Drive to the the Fraser Valley or Richmond the prices are much better than the grocery stores and much fresher.
Take the kids and pick your own , makes a fun day for all. Then on to Raspberries..

Saturday, June 13, 2009

Cherry Season

Just thought I would pass this on about cherries.
I froze some as well as preserving some in a light syrup.(1 cup of sugar to 5 cups of water)
The frozen ones weren't as tasty as the preserves.

Wednesday, June 03, 2009

Auntiejanes Relish

3 large tomatoes
2 green peppers
2 red peppers
3 banana peppers
2 chili green peppers
2 sticks of celery
2 large carrots----Grind all in blender
1 cup cider vinegar
2 tbsp. salt (pickling )
1/2 cup white sugar
1/2 cup of brown sugar
1 tsp. celery seed
1 tbs. mustard seed
1/2 tsp pepper
1 1/2 tsp. fresh ginger
4 garlic cloves-----------------------Boil altogether for 5 mins. Simmer for 30 mins.
Pour into sterilized jars and process for 10 mins.-------Leave for 6 weeks.

Sunday, May 24, 2009

Red Pepper Relish

As promised:

2 dozen red peppers
7 Medium onions
3 cups vinegar
3 cups sugar
2 tbsp. salt
2 tbsp. mustard seed.

Put peppers and onions through a processor using a course blade.
Bring to a boil.Simmer uncovered for 30 mins. Process for 10 mins. Makes 11 pints.
If you like White Spot Triple O sauce add mayo to this relish.

Friday, May 22, 2009

Buy Local

The interest in buying locally produced fruits and vegetables is exploding! All over North America, people who are concerned about additives, hormones and chemicals in their food are looking for alternatives to mass produced, imported foods. And Frankenfoods are quite honestly, scary for the person trying to look after a family. Searching out local markets can be rewarding in that you support local growers, farmers and merchants. Be sure there is one near you and if there is not, why not investigate the possibilities of starting one?

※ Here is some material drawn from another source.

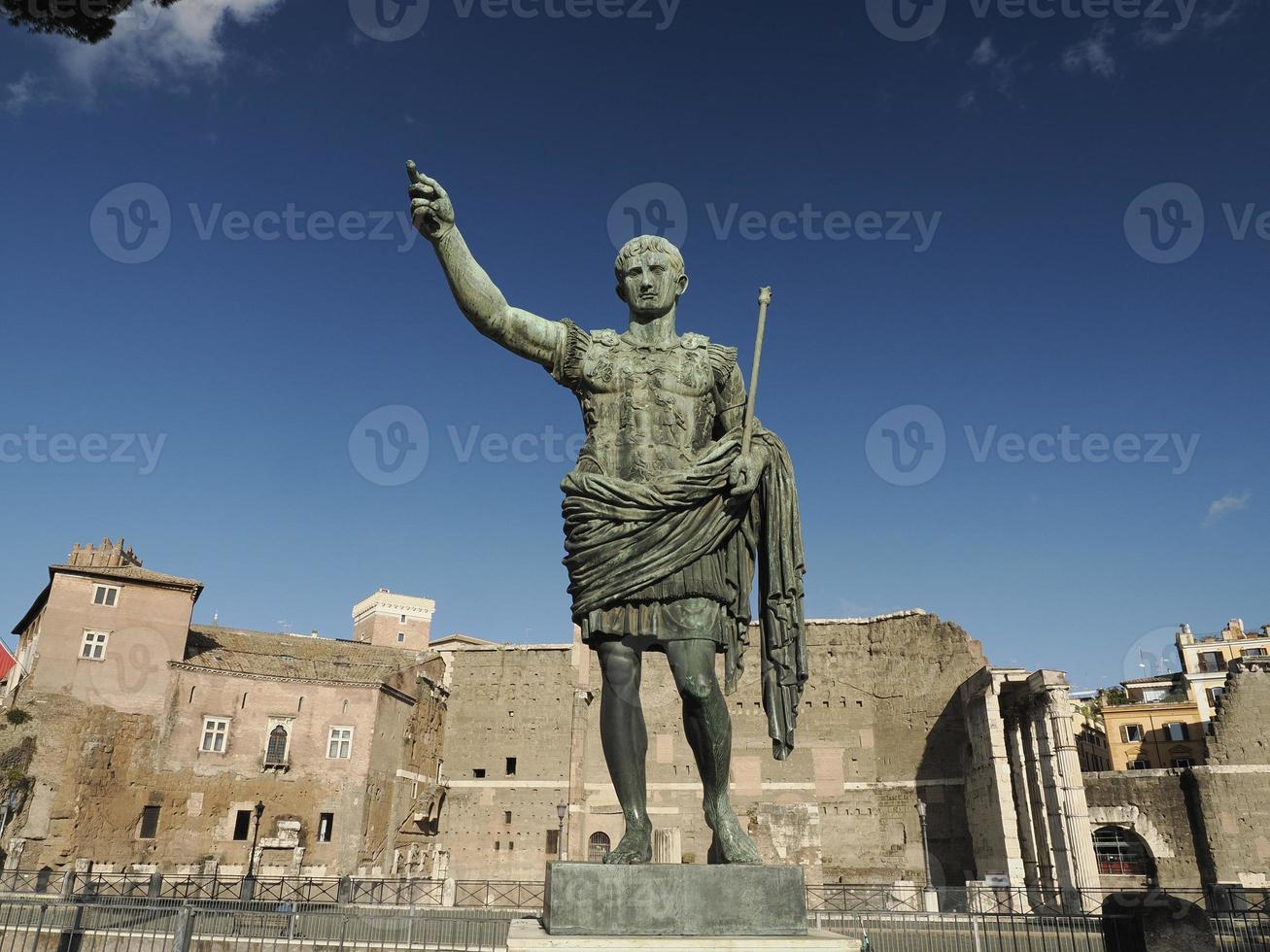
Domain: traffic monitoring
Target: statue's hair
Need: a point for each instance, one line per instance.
(646, 243)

Good eating begins with confidence in your food and it's source. Buying products from another continent can be downright worrisome when we consider our agricultural and health regulations opposed to the standards in some other countries. Buying local does not mean the cheapest price, but I for one would rather serve food of quality from within fifty miles of my dinner table than preservative laden produce from wherever in the world.

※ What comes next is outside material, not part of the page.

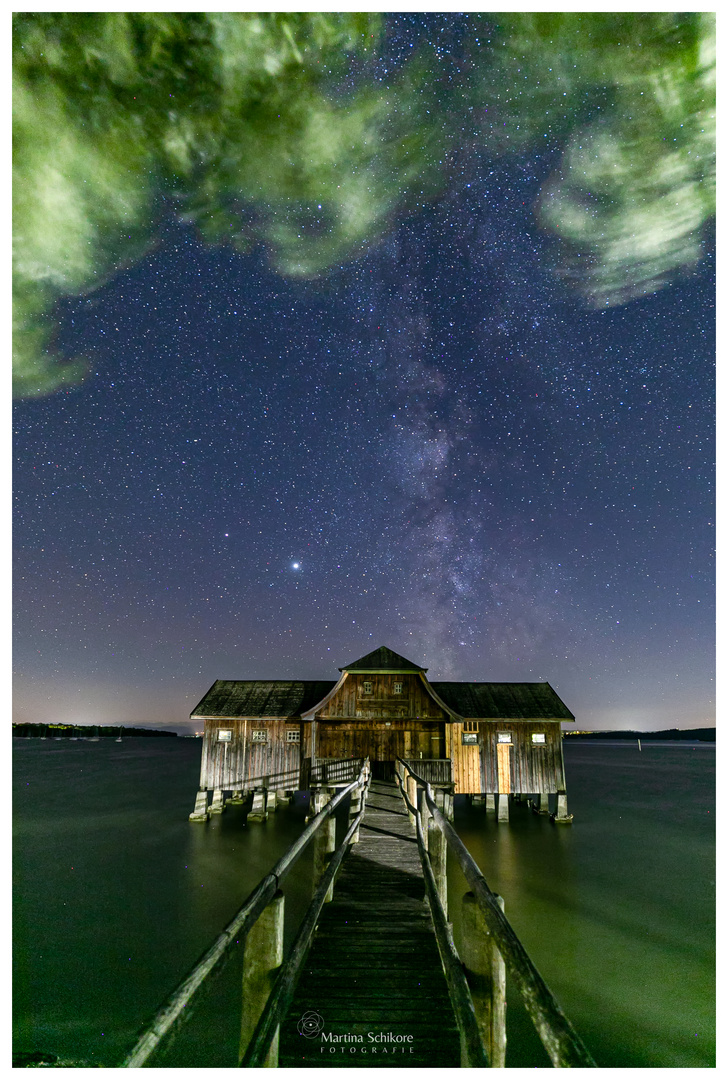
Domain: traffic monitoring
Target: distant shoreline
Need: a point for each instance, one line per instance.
(669, 734)
(84, 731)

Jump on this bandwagon with the pride of supporting a growing groundswell of goodness. Googling the phrase 'buy local' will result in many weblinks. Here's one to get you started - - - http://www.sustainabletable.org/issues/eatlocal/

Canning Season

Just letting you know that the canning season will soon be here. This time of year my larder is starting to look a little bare. I always start the season off with strawberry jam, then raspberry next. I always get my jars out, to make sure that they pass the rim check no chips etc.. Then when the local produce starts to come out voila, I am one happy soul. Cooking to me is like therapy as I enjoy just looking at the finished product and sharing with my friends. I will start giving out a few of my recipes this year.